Ghana Integrity Initiative Wants Bribing TOR Boss Probed

Anti-Corruption agency, Ghana Integrity Initiative (GII) has called for an independent probe into bribery reports made against the recently-resigned Managing Director of the Tema Oil Refinery (TOR) Asante Berko.

In an open letter to President today April 20, 2020, GII stated: “To ensure, in the spirit of transparency and accountability, that government will publish the findings of the investigations to assist public officials and politicians to recognise and desist from similar incidences of corruption (i.e. if anything untoward is found) in the future,” GII added in the open letter.

Other organizations including as the Institute of Energy Securities (IES) has expressed misgivings over the government’s reaction to the allegations and the curious way Mr Berko was allowed to resign his position.

Asante Berko was in 2016 brokering a deal between Ghana and Turkish energy company Enerji Uretim AS (AKSA). But the US Securities and Exchange Commission (SEC) claim the contract was fraught with bribery money totalling some US$2.5 million.

According to the American SEC which referred to AKSA as “the Energy Company”, the whole project was facilitated through a US$ 2.5 million bribe paid by Asante Berko to government officials and parliamentarians.

The transaction which spanned between 2015 and 2016 was coordinated by Berko who was then a top banker a when he was a banker at Goldman Sachs.

“The Energy Company transferred at least $2.5 million of the planned $3 million to $4.5 million to the Intermediary Company, all or most of which was used to bribe Ghanaian government officials,” the SEC said in a complaint filed at the United States District Court in New York a few days ago.

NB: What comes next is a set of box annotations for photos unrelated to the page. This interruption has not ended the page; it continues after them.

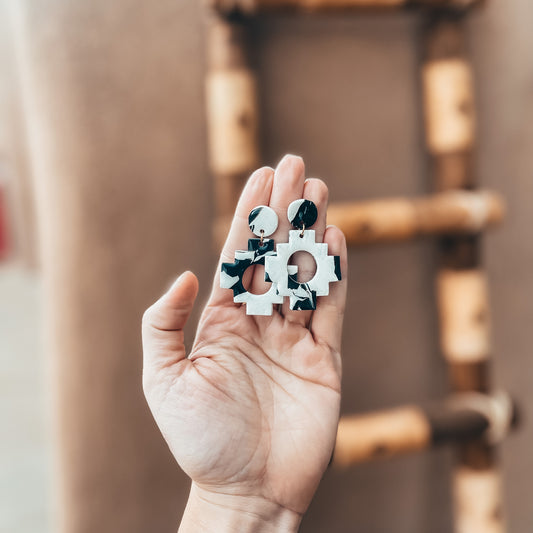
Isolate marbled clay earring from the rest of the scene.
[220,205,283,315]
[265,200,341,311]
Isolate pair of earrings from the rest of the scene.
[220,199,341,315]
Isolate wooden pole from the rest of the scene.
[328,191,504,244]
[333,394,517,467]
[206,15,259,242]
[216,191,505,246]
[422,14,505,533]
[210,0,483,15]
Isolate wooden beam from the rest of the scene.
[328,191,504,244]
[206,16,259,222]
[421,14,505,533]
[210,0,483,15]
[333,394,518,467]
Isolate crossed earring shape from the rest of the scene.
[220,199,341,315]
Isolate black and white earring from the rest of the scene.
[265,200,341,310]
[220,205,283,315]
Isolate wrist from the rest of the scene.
[179,482,302,533]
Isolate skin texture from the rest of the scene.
[143,156,347,531]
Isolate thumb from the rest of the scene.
[142,272,198,383]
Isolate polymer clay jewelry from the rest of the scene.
[265,200,341,310]
[220,205,286,315]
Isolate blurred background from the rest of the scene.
[0,0,533,533]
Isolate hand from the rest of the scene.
[143,156,347,531]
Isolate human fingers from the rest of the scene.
[311,226,348,354]
[142,272,198,384]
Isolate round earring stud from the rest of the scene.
[287,199,318,230]
[248,205,278,237]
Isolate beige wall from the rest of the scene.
[8,0,533,533]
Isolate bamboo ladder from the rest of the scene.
[206,0,517,533]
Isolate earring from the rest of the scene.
[265,200,341,310]
[220,205,283,315]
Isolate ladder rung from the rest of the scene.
[328,191,504,244]
[211,0,483,15]
[333,394,518,467]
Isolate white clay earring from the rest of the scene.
[265,199,341,310]
[220,205,283,315]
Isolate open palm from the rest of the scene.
[143,156,346,514]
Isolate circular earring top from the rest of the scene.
[248,205,278,237]
[287,199,318,229]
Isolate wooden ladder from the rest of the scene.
[206,0,517,533]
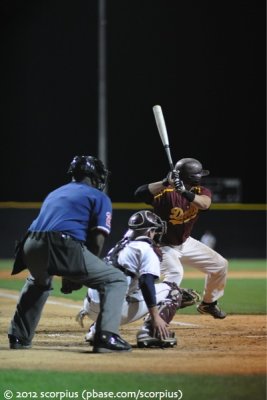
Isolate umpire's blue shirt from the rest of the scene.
[28,182,112,242]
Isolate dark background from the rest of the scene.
[0,0,266,203]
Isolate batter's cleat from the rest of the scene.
[136,330,177,349]
[197,301,227,319]
[93,331,132,353]
[8,335,32,350]
[85,322,95,346]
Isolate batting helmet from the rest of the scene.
[175,158,210,185]
[128,210,166,235]
[68,156,109,191]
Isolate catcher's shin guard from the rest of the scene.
[137,328,177,349]
[136,282,182,348]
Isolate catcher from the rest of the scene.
[76,210,200,347]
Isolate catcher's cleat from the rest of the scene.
[8,335,32,350]
[180,288,201,308]
[136,330,177,349]
[84,322,95,346]
[197,302,227,319]
[93,331,132,353]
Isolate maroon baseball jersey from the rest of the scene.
[152,186,211,245]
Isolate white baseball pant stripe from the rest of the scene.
[161,237,228,303]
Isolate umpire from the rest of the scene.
[8,156,131,353]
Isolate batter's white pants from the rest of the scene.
[83,282,171,325]
[161,237,228,303]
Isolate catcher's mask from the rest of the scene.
[67,156,110,191]
[175,158,210,185]
[128,210,167,240]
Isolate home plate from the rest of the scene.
[171,321,200,327]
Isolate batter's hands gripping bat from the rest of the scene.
[153,106,174,171]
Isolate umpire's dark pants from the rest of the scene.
[8,237,127,344]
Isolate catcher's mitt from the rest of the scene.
[60,277,83,294]
[180,288,201,308]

“Berko schemed to bribe various government officials in the Republic of Ghana (“Ghana”) so that a client of the Subsidiary, a Turkish Energy Company (the “Energy Company”), would win a contract (the “Power Purchase Agreement”) to build and operate an electrical power plant in Ghana and sell the power to the Ghanaian government (the “Power Plant Project” or “Project”). To effect the corrupt scheme, Berko arranged for the Energy Company to funnel between $3 million to $4.5 million to a Ghana-based company (the “Intermediary Company”) to bribe various government officials responsible for approving the Power Plant Project,” the SEC wrote in the complaint sighted by Whatsup News.